L'important est que la métaphysique a été développée en Grèce dans le milieu païen, dans un contexte qui ne connaissait pas encore la pleine valeur de l'histoire et de la personne humaine. Seule la révélation chrétienne nous a permis de puiser dans cette vérité, qui est en même temps profondément consolante. C'est pourquoi à la fois Daniélou et Ratzinger ont commencé à se demander ce qui se passe si on prend au sérieux le fait que Dieu est communion d'amour de trois personnes éternelles, qui sont Elles-mêmes en relation mutuelle, et ainsi que Dieu se donne dans l'histoire et ne peut être connu que dans une relation personnelle. Dans la théologie actuelle, nous essayons de prendre cette question au sérieux, en collaboration avec les théologiens éminents comme Lubomir Zak, de l'université du Latran, et Piero Coda, de l'Institut Sofia de Loppiano.

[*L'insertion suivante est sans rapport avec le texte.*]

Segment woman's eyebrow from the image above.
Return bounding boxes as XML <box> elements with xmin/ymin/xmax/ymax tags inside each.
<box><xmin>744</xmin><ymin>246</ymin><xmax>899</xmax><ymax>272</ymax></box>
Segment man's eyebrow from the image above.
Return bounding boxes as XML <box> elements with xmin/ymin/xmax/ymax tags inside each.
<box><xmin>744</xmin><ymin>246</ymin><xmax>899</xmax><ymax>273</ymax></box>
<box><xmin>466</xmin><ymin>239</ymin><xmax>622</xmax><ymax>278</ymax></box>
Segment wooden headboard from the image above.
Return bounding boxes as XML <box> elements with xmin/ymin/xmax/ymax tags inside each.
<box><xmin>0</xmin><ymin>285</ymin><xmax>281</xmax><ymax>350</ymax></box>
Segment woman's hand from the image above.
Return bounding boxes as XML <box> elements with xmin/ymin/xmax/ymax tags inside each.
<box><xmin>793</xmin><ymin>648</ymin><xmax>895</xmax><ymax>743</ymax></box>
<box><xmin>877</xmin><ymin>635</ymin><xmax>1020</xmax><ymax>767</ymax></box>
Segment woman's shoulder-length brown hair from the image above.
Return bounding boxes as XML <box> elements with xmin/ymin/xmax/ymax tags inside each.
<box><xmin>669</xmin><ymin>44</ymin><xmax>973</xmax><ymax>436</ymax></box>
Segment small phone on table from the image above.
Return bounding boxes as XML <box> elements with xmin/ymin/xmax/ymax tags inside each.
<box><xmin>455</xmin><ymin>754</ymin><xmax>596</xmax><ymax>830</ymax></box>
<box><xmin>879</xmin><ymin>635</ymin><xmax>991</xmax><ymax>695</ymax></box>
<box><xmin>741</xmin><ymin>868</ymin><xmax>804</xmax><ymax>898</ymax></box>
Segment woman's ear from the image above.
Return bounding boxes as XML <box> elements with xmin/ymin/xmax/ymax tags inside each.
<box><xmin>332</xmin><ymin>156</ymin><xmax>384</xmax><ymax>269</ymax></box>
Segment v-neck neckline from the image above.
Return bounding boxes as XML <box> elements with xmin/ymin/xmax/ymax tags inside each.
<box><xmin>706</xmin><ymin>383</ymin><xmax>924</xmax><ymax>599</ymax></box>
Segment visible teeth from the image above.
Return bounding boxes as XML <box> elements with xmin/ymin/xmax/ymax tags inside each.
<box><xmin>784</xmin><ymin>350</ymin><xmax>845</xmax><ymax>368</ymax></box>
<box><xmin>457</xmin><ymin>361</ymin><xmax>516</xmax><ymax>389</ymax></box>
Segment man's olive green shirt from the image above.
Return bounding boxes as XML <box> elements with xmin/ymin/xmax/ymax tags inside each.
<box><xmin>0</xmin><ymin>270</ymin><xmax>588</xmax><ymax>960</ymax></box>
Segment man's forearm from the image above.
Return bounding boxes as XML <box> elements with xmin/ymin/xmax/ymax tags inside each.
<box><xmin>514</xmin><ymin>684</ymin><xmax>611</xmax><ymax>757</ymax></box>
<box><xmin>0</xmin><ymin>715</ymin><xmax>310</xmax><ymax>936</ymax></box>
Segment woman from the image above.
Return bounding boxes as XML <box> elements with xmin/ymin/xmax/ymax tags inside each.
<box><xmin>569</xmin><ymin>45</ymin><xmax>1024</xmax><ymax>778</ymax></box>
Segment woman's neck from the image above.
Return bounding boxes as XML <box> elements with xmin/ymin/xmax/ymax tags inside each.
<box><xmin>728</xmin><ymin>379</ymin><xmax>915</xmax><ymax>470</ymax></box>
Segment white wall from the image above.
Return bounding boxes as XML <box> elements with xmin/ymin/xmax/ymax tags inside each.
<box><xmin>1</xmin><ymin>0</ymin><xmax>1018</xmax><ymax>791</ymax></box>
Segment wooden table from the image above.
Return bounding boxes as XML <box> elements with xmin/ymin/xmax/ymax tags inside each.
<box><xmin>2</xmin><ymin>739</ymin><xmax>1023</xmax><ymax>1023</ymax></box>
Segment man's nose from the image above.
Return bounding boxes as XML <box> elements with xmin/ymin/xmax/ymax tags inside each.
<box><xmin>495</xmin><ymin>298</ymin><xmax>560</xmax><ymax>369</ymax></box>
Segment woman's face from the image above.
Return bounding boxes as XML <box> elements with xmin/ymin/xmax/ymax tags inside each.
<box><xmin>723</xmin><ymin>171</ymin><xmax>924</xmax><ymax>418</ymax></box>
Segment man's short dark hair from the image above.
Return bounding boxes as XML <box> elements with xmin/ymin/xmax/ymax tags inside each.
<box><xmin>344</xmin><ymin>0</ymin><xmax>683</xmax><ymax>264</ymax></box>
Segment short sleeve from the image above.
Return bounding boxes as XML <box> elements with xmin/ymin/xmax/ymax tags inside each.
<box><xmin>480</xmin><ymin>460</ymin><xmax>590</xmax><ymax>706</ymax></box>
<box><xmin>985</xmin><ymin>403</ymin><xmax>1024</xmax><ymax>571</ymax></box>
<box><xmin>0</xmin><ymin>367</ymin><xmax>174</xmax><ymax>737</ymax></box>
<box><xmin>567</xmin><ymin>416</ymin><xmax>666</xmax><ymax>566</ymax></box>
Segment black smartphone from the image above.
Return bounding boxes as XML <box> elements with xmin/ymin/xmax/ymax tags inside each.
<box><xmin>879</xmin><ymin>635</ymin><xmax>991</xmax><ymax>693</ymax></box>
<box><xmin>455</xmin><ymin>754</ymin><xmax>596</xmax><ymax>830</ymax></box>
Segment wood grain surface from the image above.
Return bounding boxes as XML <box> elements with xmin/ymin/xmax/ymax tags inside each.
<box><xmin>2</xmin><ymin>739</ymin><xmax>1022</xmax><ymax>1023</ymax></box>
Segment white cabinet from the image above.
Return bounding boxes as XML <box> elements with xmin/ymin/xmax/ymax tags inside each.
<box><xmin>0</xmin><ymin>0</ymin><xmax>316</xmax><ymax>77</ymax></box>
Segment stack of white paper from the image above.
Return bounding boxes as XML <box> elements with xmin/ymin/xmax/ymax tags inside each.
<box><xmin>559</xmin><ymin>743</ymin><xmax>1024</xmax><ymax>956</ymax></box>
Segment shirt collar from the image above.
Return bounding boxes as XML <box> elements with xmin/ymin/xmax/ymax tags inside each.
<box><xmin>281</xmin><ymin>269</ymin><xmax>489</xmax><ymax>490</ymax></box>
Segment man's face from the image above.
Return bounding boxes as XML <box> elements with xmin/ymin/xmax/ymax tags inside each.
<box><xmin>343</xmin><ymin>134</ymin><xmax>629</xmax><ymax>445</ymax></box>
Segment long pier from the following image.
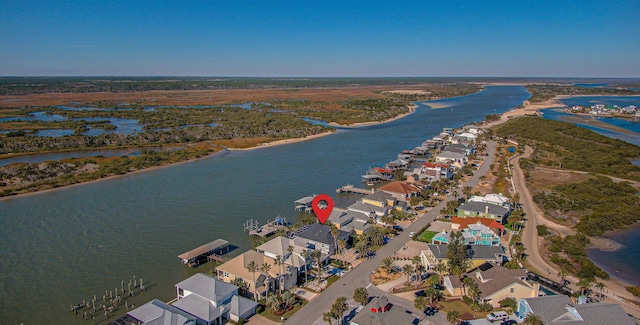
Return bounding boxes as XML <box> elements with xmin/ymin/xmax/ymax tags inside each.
<box><xmin>248</xmin><ymin>218</ymin><xmax>288</xmax><ymax>237</ymax></box>
<box><xmin>336</xmin><ymin>184</ymin><xmax>374</xmax><ymax>195</ymax></box>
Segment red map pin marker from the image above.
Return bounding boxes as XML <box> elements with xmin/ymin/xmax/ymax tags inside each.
<box><xmin>312</xmin><ymin>194</ymin><xmax>334</xmax><ymax>224</ymax></box>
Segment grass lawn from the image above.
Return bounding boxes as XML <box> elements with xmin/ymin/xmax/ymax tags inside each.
<box><xmin>257</xmin><ymin>299</ymin><xmax>308</xmax><ymax>323</ymax></box>
<box><xmin>415</xmin><ymin>230</ymin><xmax>438</xmax><ymax>243</ymax></box>
<box><xmin>439</xmin><ymin>300</ymin><xmax>495</xmax><ymax>320</ymax></box>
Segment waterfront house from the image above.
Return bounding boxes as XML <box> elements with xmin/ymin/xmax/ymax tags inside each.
<box><xmin>327</xmin><ymin>207</ymin><xmax>371</xmax><ymax>235</ymax></box>
<box><xmin>124</xmin><ymin>299</ymin><xmax>197</xmax><ymax>325</ymax></box>
<box><xmin>436</xmin><ymin>150</ymin><xmax>468</xmax><ymax>167</ymax></box>
<box><xmin>385</xmin><ymin>158</ymin><xmax>409</xmax><ymax>171</ymax></box>
<box><xmin>290</xmin><ymin>223</ymin><xmax>349</xmax><ymax>257</ymax></box>
<box><xmin>256</xmin><ymin>236</ymin><xmax>310</xmax><ymax>291</ymax></box>
<box><xmin>420</xmin><ymin>244</ymin><xmax>504</xmax><ymax>271</ymax></box>
<box><xmin>362</xmin><ymin>191</ymin><xmax>396</xmax><ymax>208</ymax></box>
<box><xmin>421</xmin><ymin>162</ymin><xmax>454</xmax><ymax>180</ymax></box>
<box><xmin>216</xmin><ymin>250</ymin><xmax>277</xmax><ymax>300</ymax></box>
<box><xmin>432</xmin><ymin>223</ymin><xmax>501</xmax><ymax>246</ymax></box>
<box><xmin>517</xmin><ymin>295</ymin><xmax>635</xmax><ymax>324</ymax></box>
<box><xmin>444</xmin><ymin>263</ymin><xmax>539</xmax><ymax>306</ymax></box>
<box><xmin>378</xmin><ymin>181</ymin><xmax>421</xmax><ymax>200</ymax></box>
<box><xmin>468</xmin><ymin>193</ymin><xmax>511</xmax><ymax>208</ymax></box>
<box><xmin>174</xmin><ymin>273</ymin><xmax>258</xmax><ymax>324</ymax></box>
<box><xmin>456</xmin><ymin>201</ymin><xmax>510</xmax><ymax>224</ymax></box>
<box><xmin>443</xmin><ymin>143</ymin><xmax>475</xmax><ymax>155</ymax></box>
<box><xmin>349</xmin><ymin>296</ymin><xmax>418</xmax><ymax>325</ymax></box>
<box><xmin>451</xmin><ymin>216</ymin><xmax>505</xmax><ymax>235</ymax></box>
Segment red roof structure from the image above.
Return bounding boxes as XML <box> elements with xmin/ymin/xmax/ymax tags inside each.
<box><xmin>451</xmin><ymin>216</ymin><xmax>505</xmax><ymax>232</ymax></box>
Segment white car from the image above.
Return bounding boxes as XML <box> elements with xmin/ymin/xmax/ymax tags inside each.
<box><xmin>409</xmin><ymin>232</ymin><xmax>415</xmax><ymax>237</ymax></box>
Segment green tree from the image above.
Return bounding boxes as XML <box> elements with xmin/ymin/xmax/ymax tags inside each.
<box><xmin>522</xmin><ymin>313</ymin><xmax>544</xmax><ymax>325</ymax></box>
<box><xmin>382</xmin><ymin>257</ymin><xmax>394</xmax><ymax>274</ymax></box>
<box><xmin>261</xmin><ymin>262</ymin><xmax>272</xmax><ymax>301</ymax></box>
<box><xmin>447</xmin><ymin>310</ymin><xmax>461</xmax><ymax>325</ymax></box>
<box><xmin>322</xmin><ymin>310</ymin><xmax>335</xmax><ymax>325</ymax></box>
<box><xmin>331</xmin><ymin>296</ymin><xmax>347</xmax><ymax>324</ymax></box>
<box><xmin>330</xmin><ymin>224</ymin><xmax>341</xmax><ymax>258</ymax></box>
<box><xmin>402</xmin><ymin>264</ymin><xmax>414</xmax><ymax>285</ymax></box>
<box><xmin>353</xmin><ymin>287</ymin><xmax>368</xmax><ymax>306</ymax></box>
<box><xmin>246</xmin><ymin>261</ymin><xmax>258</xmax><ymax>301</ymax></box>
<box><xmin>424</xmin><ymin>286</ymin><xmax>442</xmax><ymax>304</ymax></box>
<box><xmin>310</xmin><ymin>250</ymin><xmax>323</xmax><ymax>280</ymax></box>
<box><xmin>446</xmin><ymin>231</ymin><xmax>470</xmax><ymax>275</ymax></box>
<box><xmin>499</xmin><ymin>297</ymin><xmax>517</xmax><ymax>313</ymax></box>
<box><xmin>414</xmin><ymin>296</ymin><xmax>428</xmax><ymax>312</ymax></box>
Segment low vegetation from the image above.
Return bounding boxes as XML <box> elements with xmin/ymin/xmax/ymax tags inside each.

C'est pourquoi les deux dernières contributions du congrès seront consacrés à la relation entre l'être et l'histoire et seront prononcées par moi et Robert Wozniak, de Cracovie, l'un des meilleurs théologiens dogmatiques Polonais.

- Pourquoi inviter un théologien anglican John Milbank?

- En effet Milbank ne peut pas être défini comme un expert de la pensée ou Daniélou de Ratzinger, mais le but de notre conférence n'est pas seulement d'analyser ces auteurs, mais aussi essayer de comprendre comment faire avancer au niveau théologique ce qu'ils ont fait. Milbank, pour cela, est un partenaire précieux, dans la mesure où il a promu avec passion depuis des années un mouvement théologique qui veut approfondir la relation entre la théologie et la philosophie, prenant au sérieux l'histoire et son mystère. C'est pourquoi nous lui avons demandé de parler de la théologie de l'histoire. Il est également l'un de ces théologiens qui va aujourd'hui à la recherche d'une ontologie trinitaire et c'est pourquoi il est un merveilleux compagnon dans cette aventure.